15年目の小さな試練

「牧村、大丈夫か? 顔色が悪い」

 授業中、先生に声をかけられた。

 みんなと同じように、普通に授業を受けていただけなのに。なんで先生はわたしの顔色になんて気が付くのだろう?

 反射的に大丈夫だと思いつつも、心配そうな先生の表情に押されて身体の奥底を探ってみると、いつも以上に気だるさを感じる。
 今一つスッキリしない体調なのは確かだった。
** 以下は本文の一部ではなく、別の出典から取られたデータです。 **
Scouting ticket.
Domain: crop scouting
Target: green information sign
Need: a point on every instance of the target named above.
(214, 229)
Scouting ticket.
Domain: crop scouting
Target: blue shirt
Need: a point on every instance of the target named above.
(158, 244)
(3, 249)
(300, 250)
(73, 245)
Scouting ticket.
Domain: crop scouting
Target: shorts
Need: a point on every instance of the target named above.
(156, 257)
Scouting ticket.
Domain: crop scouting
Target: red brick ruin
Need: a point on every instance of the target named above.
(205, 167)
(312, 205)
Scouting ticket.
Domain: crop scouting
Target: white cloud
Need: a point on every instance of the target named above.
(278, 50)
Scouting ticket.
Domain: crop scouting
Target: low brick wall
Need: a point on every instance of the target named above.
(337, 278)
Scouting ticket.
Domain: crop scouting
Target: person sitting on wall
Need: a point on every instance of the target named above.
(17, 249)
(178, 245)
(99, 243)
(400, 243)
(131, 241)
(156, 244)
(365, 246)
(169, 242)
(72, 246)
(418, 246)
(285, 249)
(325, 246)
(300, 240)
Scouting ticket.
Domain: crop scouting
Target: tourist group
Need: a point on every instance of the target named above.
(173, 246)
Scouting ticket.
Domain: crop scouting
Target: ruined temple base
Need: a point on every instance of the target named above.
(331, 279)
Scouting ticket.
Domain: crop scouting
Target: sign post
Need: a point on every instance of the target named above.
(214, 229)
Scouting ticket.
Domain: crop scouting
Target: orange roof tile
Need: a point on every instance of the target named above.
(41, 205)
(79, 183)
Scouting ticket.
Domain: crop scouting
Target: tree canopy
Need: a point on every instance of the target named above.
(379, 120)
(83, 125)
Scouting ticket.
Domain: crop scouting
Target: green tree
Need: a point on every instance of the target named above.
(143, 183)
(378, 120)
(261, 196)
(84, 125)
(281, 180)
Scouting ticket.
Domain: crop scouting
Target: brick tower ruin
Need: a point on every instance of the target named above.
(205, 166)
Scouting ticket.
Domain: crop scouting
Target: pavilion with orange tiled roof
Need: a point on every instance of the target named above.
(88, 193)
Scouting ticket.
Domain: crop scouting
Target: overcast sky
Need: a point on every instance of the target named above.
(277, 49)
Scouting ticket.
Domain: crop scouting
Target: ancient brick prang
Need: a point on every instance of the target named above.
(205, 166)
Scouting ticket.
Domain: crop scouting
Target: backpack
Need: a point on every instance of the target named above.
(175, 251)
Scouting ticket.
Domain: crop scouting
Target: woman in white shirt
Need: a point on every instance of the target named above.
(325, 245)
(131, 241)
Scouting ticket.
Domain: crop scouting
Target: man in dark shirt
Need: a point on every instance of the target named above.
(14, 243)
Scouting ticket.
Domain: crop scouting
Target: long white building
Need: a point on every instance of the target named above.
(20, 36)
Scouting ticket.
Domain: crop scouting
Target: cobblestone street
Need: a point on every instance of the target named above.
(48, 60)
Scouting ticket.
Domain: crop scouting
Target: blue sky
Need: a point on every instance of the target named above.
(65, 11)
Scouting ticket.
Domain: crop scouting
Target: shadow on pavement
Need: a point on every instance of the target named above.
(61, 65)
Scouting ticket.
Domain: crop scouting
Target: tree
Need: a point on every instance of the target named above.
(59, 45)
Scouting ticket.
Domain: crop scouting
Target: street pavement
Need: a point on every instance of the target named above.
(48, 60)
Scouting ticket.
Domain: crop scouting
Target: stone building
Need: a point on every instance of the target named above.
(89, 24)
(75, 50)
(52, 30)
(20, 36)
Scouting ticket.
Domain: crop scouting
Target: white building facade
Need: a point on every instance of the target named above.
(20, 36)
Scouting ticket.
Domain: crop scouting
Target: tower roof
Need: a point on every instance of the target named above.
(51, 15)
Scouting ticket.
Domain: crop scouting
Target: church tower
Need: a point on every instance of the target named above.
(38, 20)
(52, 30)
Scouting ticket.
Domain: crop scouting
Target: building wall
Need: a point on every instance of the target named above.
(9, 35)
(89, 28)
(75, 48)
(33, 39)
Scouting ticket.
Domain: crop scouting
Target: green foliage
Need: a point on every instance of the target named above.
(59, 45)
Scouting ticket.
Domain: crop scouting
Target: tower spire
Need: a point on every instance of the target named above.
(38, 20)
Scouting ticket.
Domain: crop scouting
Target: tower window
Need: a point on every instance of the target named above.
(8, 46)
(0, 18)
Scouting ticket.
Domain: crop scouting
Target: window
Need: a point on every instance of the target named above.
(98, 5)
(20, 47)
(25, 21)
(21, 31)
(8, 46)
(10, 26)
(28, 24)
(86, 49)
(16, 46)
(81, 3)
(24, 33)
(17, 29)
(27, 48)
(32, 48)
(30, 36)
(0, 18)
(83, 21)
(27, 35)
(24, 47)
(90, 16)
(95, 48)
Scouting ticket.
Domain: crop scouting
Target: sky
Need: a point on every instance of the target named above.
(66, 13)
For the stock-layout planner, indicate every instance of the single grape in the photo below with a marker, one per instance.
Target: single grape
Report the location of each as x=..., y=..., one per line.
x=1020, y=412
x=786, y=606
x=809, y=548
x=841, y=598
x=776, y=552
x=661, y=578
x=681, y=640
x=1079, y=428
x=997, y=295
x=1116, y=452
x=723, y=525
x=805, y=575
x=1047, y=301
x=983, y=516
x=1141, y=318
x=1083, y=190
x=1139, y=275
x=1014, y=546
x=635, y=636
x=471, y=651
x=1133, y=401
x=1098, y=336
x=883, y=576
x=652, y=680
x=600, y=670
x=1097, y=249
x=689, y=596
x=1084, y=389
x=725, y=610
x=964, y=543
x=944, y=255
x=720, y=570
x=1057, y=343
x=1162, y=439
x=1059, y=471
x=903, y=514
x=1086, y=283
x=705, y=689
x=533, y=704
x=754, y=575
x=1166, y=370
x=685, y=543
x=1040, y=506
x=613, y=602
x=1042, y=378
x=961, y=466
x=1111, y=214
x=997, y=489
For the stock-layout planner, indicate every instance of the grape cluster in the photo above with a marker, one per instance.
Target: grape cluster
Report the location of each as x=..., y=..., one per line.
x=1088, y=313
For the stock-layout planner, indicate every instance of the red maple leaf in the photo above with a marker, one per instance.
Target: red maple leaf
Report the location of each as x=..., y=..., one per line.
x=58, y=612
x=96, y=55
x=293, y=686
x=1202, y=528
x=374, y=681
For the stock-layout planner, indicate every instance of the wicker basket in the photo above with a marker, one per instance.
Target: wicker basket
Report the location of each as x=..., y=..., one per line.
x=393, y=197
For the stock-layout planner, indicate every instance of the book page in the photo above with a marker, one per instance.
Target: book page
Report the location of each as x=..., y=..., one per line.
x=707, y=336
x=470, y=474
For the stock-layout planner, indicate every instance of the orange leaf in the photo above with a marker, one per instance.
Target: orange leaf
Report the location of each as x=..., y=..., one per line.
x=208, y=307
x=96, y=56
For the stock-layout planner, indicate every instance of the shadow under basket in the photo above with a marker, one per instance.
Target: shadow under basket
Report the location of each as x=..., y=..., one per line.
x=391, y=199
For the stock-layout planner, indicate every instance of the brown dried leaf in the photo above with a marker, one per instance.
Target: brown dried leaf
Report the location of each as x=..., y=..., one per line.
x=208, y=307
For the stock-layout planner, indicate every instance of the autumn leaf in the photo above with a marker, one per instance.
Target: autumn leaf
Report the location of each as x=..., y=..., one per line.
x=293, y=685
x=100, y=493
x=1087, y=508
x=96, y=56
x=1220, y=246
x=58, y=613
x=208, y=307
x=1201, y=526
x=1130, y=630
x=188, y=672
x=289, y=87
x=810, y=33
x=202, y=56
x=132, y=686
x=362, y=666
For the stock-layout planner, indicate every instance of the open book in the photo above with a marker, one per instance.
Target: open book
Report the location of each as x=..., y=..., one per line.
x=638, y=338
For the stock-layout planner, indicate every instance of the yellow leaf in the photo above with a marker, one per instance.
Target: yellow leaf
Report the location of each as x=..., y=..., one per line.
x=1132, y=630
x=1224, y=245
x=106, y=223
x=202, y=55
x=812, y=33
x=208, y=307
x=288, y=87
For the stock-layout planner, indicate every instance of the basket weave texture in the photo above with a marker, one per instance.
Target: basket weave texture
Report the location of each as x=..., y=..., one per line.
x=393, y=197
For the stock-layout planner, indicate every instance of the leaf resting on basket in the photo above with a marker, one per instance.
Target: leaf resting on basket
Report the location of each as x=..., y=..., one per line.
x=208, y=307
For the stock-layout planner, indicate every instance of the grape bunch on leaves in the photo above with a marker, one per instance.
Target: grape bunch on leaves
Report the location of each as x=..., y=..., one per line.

多分、先生が気にする程度には顔色が悪いのだろう。

 だけど、本当は自分で気付かない程度の体調の悪さなら、何とかなるんだ。だから、

「……大丈夫です」

 と返事をした。
 なのに、先生が真剣な表情でわたしの顔をのぞき込んで言葉を続けた。

「無理するな。勉強より身体のが大事だろ?」

 でも先生、今日のところは、来週の期末テストの範囲だから、真面目に聞くようにって……。

「広瀬!」

「はい!」

 だけど、反論する間もなくカナが呼ばれて、そのまま保健室に連行。

 自分一人が保健室に行くだけならまだしも、カナが授業を受ける邪魔をしてしまうのは、やっぱりものすごく嫌だった。

 カナは全く気にしない。それが分かっていても、罪悪感は拭えなかった。